Just remember - having powerful quads is fine. Don't neglect them, particularly if you don't have a good base of general strength (1.5 to 2 times bodyweight squat), just don't them get too far out of balance with your glutes. I recommend all athletes include supplemental hip extensor work via exercises such as romanian deadlifts, hip thrusts, and reverse hyperextensions and if you have "symptoms" of overactive quads it's generally best to cut back on the volume of squatting dominant work and increase the volume of glute dominant work for a while.
How The Jumps Affect Joint Contribution
If those assessments aren't enough, you can also look at your performance on certain TYPES of jumps and get an even more accurate picture. Individual muscle/joint contribution to the jump can also change based on the style of jump. For example, a running single leg jump can be as much as 60% ankle, whereas a standing vert might be as little as 10% ankle. Thus, if your ankle extensors aren't up to par you probably won't perform well in a single leg jump.
A standing vert is about equal knee and hip, and less ankle
A running bilateral vert is roughly about equal knee, hip, and ankle
A depth jump is VERY ankle dominant, slightly more quad dominant than a standing vert, and largely takes the hip extensors OUT of the movement
A running single leg jump is VERY ankle dominant, quite hip dominant, and doesn't involve much quadricep
A standing broad jump is very hip dominant and utilizes little quad.

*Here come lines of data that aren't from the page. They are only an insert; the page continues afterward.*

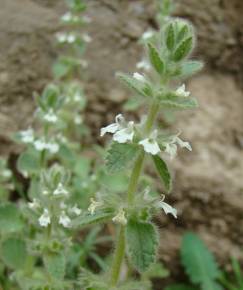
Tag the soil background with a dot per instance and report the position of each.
(208, 186)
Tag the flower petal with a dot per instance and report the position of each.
(167, 208)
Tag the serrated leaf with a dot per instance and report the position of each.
(178, 103)
(138, 87)
(87, 220)
(142, 244)
(170, 37)
(198, 261)
(120, 156)
(29, 161)
(189, 68)
(55, 265)
(10, 219)
(14, 253)
(163, 171)
(155, 59)
(183, 50)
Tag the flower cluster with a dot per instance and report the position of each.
(58, 210)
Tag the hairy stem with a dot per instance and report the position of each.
(132, 187)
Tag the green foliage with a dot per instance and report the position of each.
(163, 171)
(142, 89)
(120, 156)
(142, 243)
(155, 59)
(199, 263)
(55, 264)
(172, 101)
(10, 219)
(14, 253)
(29, 161)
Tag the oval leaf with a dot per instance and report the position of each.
(142, 244)
(163, 171)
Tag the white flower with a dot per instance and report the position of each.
(120, 218)
(67, 17)
(64, 220)
(171, 147)
(93, 205)
(40, 145)
(61, 37)
(112, 128)
(122, 131)
(27, 136)
(60, 190)
(45, 219)
(77, 97)
(52, 147)
(78, 120)
(71, 38)
(143, 64)
(45, 192)
(183, 144)
(166, 207)
(87, 19)
(75, 210)
(181, 91)
(139, 77)
(86, 37)
(147, 34)
(34, 204)
(150, 144)
(126, 134)
(50, 117)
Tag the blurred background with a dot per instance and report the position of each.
(208, 183)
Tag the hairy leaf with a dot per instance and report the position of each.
(163, 172)
(170, 37)
(14, 253)
(55, 265)
(138, 87)
(29, 162)
(155, 59)
(120, 156)
(199, 262)
(178, 103)
(142, 243)
(189, 68)
(87, 220)
(10, 219)
(184, 49)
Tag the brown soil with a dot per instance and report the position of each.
(209, 182)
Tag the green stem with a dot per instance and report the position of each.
(132, 187)
(118, 256)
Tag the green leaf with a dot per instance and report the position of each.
(179, 287)
(198, 261)
(142, 244)
(29, 161)
(163, 172)
(55, 265)
(120, 156)
(87, 220)
(189, 68)
(10, 219)
(174, 102)
(183, 50)
(170, 37)
(138, 87)
(155, 59)
(14, 253)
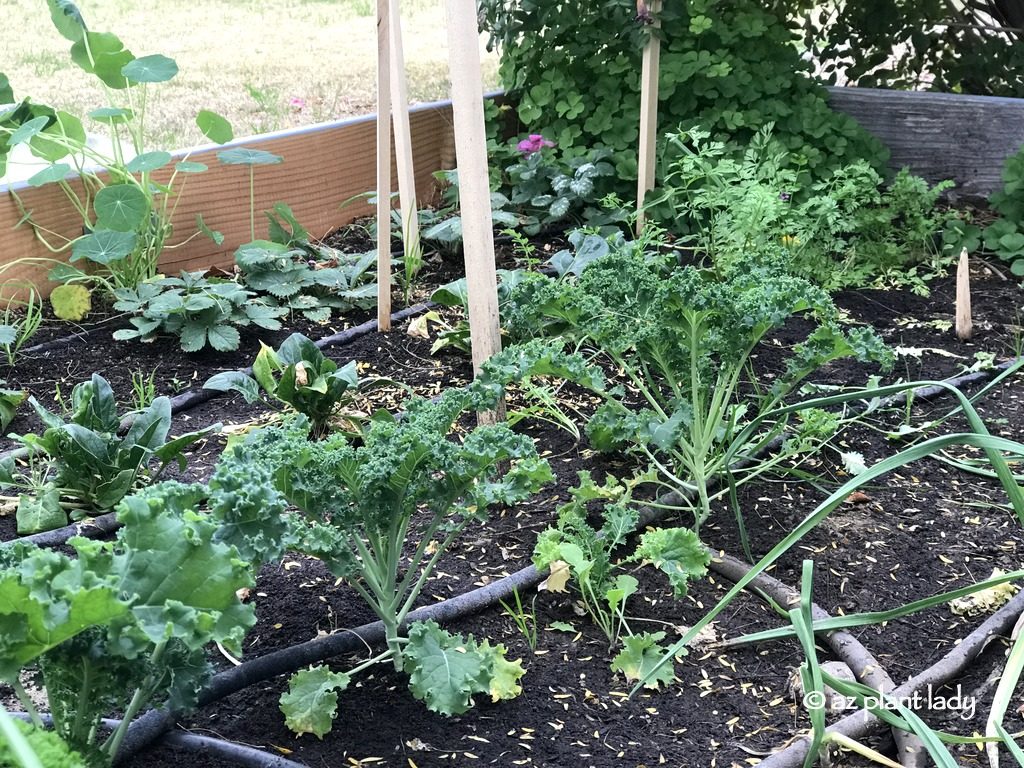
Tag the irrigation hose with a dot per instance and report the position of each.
(860, 723)
(157, 722)
(864, 666)
(247, 757)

Let's say someone has a good depth jump but a terrible running single leg jump. Might the ankle extensors be weak? No, because both the depth jumps and running single leg jumps are very ankle dominant. What's the main difference? Well, the depth jump utilizes more quad and the running single leg jump more hip, thus one with a good depth jump but inferior running single leg jump might have weak hips.
Say someone has a relatively good broad jump, like 9 feet or better, but a standing vertical jump of only 23 inches. Where would the weakness be? Well, the standing broad jump utilizes relatively little quad and the standing vert uses a lot of quad, so the weakness would tend to be in the quads.
You might have some of these you really excel at and others you're terrible at. But based on this principle you can kinda see which muscles in you are dominant, which muscles are weak, and train accordingly.
You can also use basic strength assessments in combination with these assessments to really hone things down. Let's say your depth jump off an 18 inch box is better than your standing countermovement jump and you squat double bodyweight. You want to increase your standing countermovement jump. Are your ankles weak? Well, if they were you probably wouldn't be performing well on the depth jumps. Are your quads weak? Well, probably not, given you squat double bodyweight. That leaves the hip extensors as the only possible weak link.
If you're quad dominant and want to increase your hip extensor contribution it's a good idea to use more hip extensor dominant exercises in your routine, such as barbell hip thrusts, dumbell swings, hang snatch, hang clean, etc.
If you want to further increase quadricep power a simple VJ routine of jump squats and regular squats will get it done.
If you seem pretty balanced then a balanced routine consisting of plyos, squats, and supplemental hip extensor work will likely be all you need. A sample routine might include a plyo movement, a squat based movement, a hip extensor dominant movement (romanian deadlift or hip thrust), and a calf raise variation.
Hopefully you found this beneficial. In the VJ bible 2.0 I go into more detail on this concept and teach you how to lay out a complete routine using these principles, based on your dominances, weaknesses, and goals.
Hopefully this gives you a bit of insight into some of the modern methods for promoting optimal vertical jump development. Good luck with it!